All this time he had two distinct spiritual conditions. One was away from her, with the doctor, who kept smoking one fat cigarette after another and extinguishing them on the edge of a full ash tray, with Dolly, and with the old prince, where there was talk about dinner, about politics, about Marya Petrovna’s illness, and where Levin suddenly forgot for a minute what was happening, and felt as though he had waked up from sleep; the other was in her presence, at her pillow, where his heart seemed breaking and still did not break from sympathetic suffering, and he prayed to God without ceasing. And every time he was brought back from a moment of oblivion by a scream reaching him from the bedroom, he fell into the same strange terror that had come upon him the first minute. Every time he heard a shriek, he jumped up, ran to justify himself, remembered on the way that he was not to blame, and he longed to defend her, to help her. But as he looked at her, he saw again that help was impossible, and he was filled with terror and prayed: “Lord, have mercy on us, and help us!” And as time went on, both these conditions became more intense; the calmer he became away from her, completely forgetting her, the more agonizing became both her sufferings and his feeling of helplessness before them. He jumped up, would have liked to run away, but ran to her.
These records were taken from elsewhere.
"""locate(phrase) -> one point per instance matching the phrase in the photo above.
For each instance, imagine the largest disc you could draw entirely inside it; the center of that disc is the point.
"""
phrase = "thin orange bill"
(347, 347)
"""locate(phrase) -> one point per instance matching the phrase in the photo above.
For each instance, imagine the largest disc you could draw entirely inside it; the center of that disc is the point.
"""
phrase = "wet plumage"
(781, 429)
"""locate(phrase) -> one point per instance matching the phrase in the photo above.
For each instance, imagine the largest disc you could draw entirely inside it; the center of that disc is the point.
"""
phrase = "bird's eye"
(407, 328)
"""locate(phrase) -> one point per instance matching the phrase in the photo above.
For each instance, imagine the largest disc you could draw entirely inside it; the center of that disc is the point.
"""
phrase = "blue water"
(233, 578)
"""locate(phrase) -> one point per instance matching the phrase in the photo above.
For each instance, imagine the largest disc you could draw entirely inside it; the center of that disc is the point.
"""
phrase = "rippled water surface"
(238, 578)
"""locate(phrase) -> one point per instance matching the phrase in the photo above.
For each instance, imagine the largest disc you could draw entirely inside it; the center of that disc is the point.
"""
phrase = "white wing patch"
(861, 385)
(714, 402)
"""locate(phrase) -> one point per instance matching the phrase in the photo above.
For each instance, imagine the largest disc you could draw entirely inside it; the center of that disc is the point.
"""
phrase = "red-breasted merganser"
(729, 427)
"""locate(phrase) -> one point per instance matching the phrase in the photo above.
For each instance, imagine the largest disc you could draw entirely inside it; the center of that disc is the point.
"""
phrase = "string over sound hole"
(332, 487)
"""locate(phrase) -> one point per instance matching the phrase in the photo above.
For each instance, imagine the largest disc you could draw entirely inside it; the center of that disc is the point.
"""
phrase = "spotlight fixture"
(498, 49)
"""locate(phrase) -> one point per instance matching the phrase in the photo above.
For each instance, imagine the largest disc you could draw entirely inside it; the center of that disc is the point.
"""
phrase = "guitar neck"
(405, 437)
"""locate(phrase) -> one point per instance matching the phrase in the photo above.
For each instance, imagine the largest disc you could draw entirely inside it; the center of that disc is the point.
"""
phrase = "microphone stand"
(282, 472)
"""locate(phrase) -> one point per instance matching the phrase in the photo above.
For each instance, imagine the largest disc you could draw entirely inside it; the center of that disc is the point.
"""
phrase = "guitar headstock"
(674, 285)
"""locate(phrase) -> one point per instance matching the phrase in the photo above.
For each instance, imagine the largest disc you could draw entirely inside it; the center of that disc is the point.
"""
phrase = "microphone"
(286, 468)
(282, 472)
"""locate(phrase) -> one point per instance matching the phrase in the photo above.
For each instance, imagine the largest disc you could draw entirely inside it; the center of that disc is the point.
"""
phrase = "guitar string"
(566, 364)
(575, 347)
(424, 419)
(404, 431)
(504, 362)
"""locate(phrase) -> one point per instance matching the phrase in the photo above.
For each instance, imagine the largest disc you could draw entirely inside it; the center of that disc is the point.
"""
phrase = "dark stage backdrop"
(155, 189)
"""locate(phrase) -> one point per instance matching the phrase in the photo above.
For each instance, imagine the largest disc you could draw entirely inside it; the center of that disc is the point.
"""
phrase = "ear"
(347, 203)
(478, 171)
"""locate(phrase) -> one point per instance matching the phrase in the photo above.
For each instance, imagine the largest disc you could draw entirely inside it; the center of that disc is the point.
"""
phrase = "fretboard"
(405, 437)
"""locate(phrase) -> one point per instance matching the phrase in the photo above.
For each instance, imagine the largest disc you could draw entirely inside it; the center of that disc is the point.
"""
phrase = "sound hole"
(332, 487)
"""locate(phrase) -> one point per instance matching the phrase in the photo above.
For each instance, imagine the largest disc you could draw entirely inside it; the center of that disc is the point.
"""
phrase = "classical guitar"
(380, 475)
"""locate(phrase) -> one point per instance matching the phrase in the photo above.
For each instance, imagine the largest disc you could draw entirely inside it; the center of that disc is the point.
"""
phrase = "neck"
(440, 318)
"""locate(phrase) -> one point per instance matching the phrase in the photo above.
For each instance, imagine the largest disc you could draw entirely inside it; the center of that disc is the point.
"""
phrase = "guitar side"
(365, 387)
Sometimes, when again and again she called upon him, he blamed her; but seeing her patient, smiling face, and hearing the words, “I am worrying you,” he threw the blame on God; but thinking of God, at once he fell to beseeching God to forgive him and have mercy.
He did not know whether it was late or early. The candles had all burned out. Dolly had just been in the study and had suggested to the doctor that he should lie down. Levin sat listening to the doctor’s stories of a quack mesmerizer and looking at the ashes of his cigarette. There had been a period of repose, and he had sunk into oblivion. He had completely forgotten what was going on now. He heard the doctor’s chat and understood it. Suddenly there came an unearthly shriek. The shriek was so awful that Levin did not even jump up, but holding his breath, gazed in terrified inquiry at the doctor. The doctor put his head on one side, listened, and smiled approvingly. Everything was so extraordinary that nothing could strike Levin as strange. “I suppose it must be so,” he thought, and still sat where he was. Whose scream was this? He jumped up, ran on tiptoe to the bedroom, edged round Lizaveta Petrovna and the princess, and took up his position at Kitty’s pillow. The scream had subsided, but there was some change now. What it was he did not see and did not comprehend, and he had no wish to see or comprehend. But he saw it by the face of Lizaveta Petrovna. Lizaveta Petrovna’s face was stern and pale, and still as resolute, though her jaws were twitching, and her eyes were fixed intently on Kitty. Kitty’s swollen and agonized face, a tress of hair clinging to her moist brow, was turned to him and sought his eyes. Her lifted hands asked for his hands. Clutching his chill hands in her moist ones, she began squeezing them to her face.